As I said, under the Copyright Act there is a requirement for it to be an importing offence to be in the course of selling or distributing for trade but there is no equivalent limitation here. The government is essentially saying it will just trust law enforcement to use discretion. From experience, the Greens don't just blankly trust law enforcement to use discretion. We are concerned this will be abused. If the government did not intend to catch personal imports then it could have said so in the law. Many people, having read the report and having seen what the Law Council has said, would like to hear the government address in any reply that the minister makes today that question as to whether or not personal imports, not for trade, are intended to be picked up.

I want to raise something else that was flagged in the submissions that will resonate with people—to the extent that they are watching the debate on the Customs Legislation Amendment (False Trademarks Infringement Notices) Bill 2026. I think there is a clear distinction between different kinds of counterfeit goods. Not all counterfeits are the same, not all counterfeits produce the same kind of social harm, and the law should reflect that.

On the one hand, there are genuinely dangerous goods, and some examples of those were contained in the submissions, that can cause harm and injury or even lead to loss of life. They could include things like fake lithium ion batteries in chargers that can cause fires; counterfeit automotive parts, brake pads and the like, that may lead to fatal crashes; fake cosmetics and medical equipment that could put people's lives at risk; and fake pharmaceuticals. Clearly, there are products where somebody, either the consumer or a third party, could be harmed if we allow these counterfeit products into the country without checks and balances. The Federal Chamber of Automotive Industries has made the point clearly. The Consumer Electronics Suppliers Association also gave examples of actual consumer injury. Those are serious risks and serious enforcement action is warranted. We understand the rationale for that part of the bill.

But on the other hand, is what most people would call or recognise as dupe culture, which includes goods that imitate the aesthetic of luxury or designer brands—Gucci handbags and the like—bought by consumers who may not even necessarily be deceived. A $15 Gucci handbag in Shenzhen may not actually be a genuine Gucci handbag—I get that—but who is harmed when someone buys a $15 Gucci handbag in Shenzhen? There's no consumer risk. The only people who are harmed are a couple of cashed-up French billionaires who are shareholders in Gucci. There's no safety risk there.

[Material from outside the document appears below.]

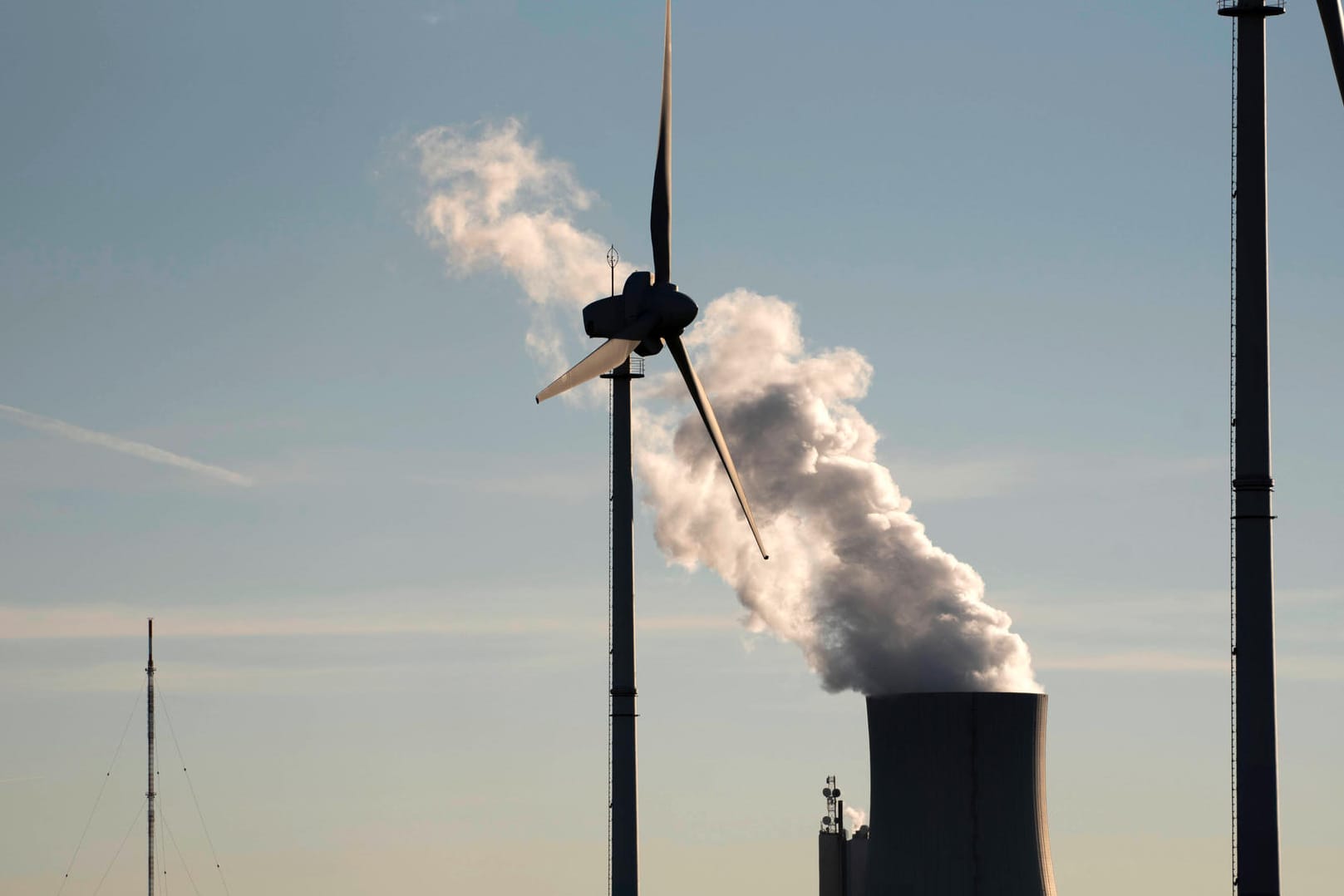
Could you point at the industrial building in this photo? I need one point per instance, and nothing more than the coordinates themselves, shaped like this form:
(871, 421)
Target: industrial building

The idea that we would be applying the same penalty for somebody bringing in one of those counterfeit luxury scarves/belts/handbags as somebody deliberately commercially importing counterfeit automotive parts, I think, shows why there's something wrong with this bill. The social harm from buying a fake designer bag is categorically different from somebody buying a counterfeit car brake pad, and a law that treats those two things identically is not proportionate. We're told that we should just rely on the prosecutorial discretion, but I'd say again that that is not a genuine safeguard given the history we've seen about some pretty awful prosecutions that have been done by this government and the former government.

One of the submissions, from Mr Sanderson, suggests that the infringement notice pathways could be expressly confined to commercial-scale importation and genuinely high-risk categories, which is a position I think is worthy of further consideration by the parliament. We urge the government, if this bill passes and when it passes, to consider prompt amendments to limit it to a commercial purpose requirement and some form of tiered approach that reflects the genuine difference in harm between safety-critical counterfeits and those lower risk importation goods.